Une branche dynamique de l’économie, à l’interface de la psychologie (et souvent associée au
lauréat du Prix Nobel d’économie Daniel Kahneman), étudie comment les individus perçoivent
les risques. Elle distingue soigneusement le risque de l’incertitude.
Le risque correspond à une situation dans laquelle les individus basent leurs décisions sur des
probabilités (souvent subjectives) qui doivent répondre à une propriété très restrictive: elles
doivent s’additionner pour donner 1, sur les différents états du monde possibles (par exemple, si
la probabilité qu’il pleuve demain est de 0,7, la probabilité qu’il ne pleuve pas doit être de 0,3
puisque 0,7+ 0,3 = 1).

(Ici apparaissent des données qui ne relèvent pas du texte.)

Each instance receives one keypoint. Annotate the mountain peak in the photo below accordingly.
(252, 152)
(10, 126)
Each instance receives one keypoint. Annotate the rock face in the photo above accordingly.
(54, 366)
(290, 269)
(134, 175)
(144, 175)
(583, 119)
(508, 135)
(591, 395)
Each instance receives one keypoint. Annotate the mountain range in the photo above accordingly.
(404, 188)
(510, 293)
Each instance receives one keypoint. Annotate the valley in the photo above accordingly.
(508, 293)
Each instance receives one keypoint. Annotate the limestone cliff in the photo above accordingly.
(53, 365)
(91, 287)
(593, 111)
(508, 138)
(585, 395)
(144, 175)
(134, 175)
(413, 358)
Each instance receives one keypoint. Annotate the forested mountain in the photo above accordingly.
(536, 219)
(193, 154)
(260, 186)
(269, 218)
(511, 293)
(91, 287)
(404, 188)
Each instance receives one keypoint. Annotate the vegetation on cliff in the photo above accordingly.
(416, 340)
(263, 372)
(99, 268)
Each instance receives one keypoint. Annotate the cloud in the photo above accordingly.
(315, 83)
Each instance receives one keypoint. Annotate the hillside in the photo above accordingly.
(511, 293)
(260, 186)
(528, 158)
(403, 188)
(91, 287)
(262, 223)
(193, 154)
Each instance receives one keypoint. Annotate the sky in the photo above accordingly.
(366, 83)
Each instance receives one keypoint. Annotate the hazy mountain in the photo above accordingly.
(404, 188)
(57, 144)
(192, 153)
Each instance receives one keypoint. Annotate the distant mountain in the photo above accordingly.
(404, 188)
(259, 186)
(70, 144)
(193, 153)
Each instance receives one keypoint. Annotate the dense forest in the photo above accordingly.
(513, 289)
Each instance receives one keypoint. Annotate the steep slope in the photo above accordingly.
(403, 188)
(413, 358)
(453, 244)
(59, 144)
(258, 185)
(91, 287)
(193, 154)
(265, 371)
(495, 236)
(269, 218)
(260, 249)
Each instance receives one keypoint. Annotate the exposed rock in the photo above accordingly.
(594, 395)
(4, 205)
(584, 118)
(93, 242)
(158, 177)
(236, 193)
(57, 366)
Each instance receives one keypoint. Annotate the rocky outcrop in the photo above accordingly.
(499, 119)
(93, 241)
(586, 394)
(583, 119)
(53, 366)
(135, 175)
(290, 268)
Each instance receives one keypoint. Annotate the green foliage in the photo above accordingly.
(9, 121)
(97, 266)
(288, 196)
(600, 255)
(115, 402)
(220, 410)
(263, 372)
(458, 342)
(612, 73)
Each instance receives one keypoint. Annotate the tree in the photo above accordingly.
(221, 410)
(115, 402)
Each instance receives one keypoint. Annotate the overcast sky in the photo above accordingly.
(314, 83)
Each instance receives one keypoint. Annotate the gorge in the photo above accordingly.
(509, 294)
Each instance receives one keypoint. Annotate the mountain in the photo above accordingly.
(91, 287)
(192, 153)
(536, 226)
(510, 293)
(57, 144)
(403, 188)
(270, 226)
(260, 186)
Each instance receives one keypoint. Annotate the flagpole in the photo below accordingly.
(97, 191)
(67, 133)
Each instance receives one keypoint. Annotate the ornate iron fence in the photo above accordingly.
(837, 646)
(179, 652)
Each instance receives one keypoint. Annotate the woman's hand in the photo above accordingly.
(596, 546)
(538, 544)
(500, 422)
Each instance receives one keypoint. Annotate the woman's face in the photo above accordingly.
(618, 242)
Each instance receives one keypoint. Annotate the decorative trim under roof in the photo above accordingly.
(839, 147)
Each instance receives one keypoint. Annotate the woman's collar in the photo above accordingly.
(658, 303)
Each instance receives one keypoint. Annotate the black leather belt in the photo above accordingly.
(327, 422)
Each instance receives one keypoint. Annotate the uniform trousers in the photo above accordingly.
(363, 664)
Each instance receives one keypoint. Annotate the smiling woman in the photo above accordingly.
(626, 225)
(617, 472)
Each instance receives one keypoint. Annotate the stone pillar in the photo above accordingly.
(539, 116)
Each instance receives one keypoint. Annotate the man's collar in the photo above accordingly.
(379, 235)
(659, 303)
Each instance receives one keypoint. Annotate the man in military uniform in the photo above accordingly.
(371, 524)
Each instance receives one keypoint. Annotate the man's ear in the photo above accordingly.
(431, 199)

Ce postulat forme la base du modèle de l’utilité espérée de Neumann-
Morgenstern, utilisé depuis leur contribution pionnière en 1944 par les économistes pour
modéliser les prises de décision des êtres humains face au risque.
La notion d’incertitude, formulée autour d’idées attribuables à l’origine à l’économiste Frank
Knight de l’Université de Chicago, va au-delà des probabilités: en fait, les «pseudo-probabilités»,
qui sont les bosons de Higgs de cette approche, ne s’additionnent pas pour donner 1 sur les
différents états du monde possibles, et elles ont un nom – ce sont les capacités. La recherche
psycho-économique, que ce soit en laboratoire ou sur le terrain, démontre que la plupart des êtres
humains ont une perception discontinue de la probabilité de divers événements, que nos capacités
ne s’additionnent pas à 1 et que notre comportement n’est donc pas compatible avec la théorie de
l’utilité espérée. Il existe plusieurs paradoxes qui montrent que le processus décisionnaire viole le
modèle de l’utilité espérée. Le premier et le plus connu, le paradoxe d’Ellsberg de 1961,
démontre que les gens ont en général une aversion à l’ambiguïté, un élément qui n’est pas du tout
pris en compte dans la théorie de l’utilité espérée. Nous avons également tendance à distordre les
probabilités de manière très particulière (donnant ainsi lieu aux capacités mentionnées plus haut),
selon si les événements en question débouchent sur des gains ou des pertes. Il est par ailleurs
probable que la perception par un individu du risque et de l’incertitude soit influencée par sa
position au sein du réseau social de son village ou du voisinage urbain – ce que vous confirmera
tout anthropologue travaillant en Afrique subsaharienne.
La distinction fondamentale entre le risque et l’incertitude, et en particulier les manières
ingénieuses dont les théoriciens de l’économie ont modélisé la prise de décision économique dans
l’incertain, fournit un point de départ axiomatiquement rigoureux qui permet aux économistes
d’introduire intuitivement des concepts séduisants comme l’optimisme et le pessimisme dans
leurs modèles. Cette distinction fondamentale aura sans doute aussi des répercussions profondes
sur la manière dont nous comprenons le comportement humain dans les pays en développement –
en particulier en ce qui concerne la nanofinance des pauvres. Notre connaissance empirique de la
manière dont différentes sociétés humaines perçoivent l’incertitude n’est pas plus avancée
aujourd’hui qu’elle ne l’était lorsque Hans Binswanger étudiait la perception du risque il y a
trente ans. L’intégration de modèles de l’utilité non espérée de prise de décision dans l’incertain
dans les modèles standards d’économie du développement est pratiquement inexistante. Mon
hypothèse est que la manière dont les pauvres perçoivent l’incertitude – au sens knightien –
pourrait être une force motrice clé, et négligée, du processus de développement économique.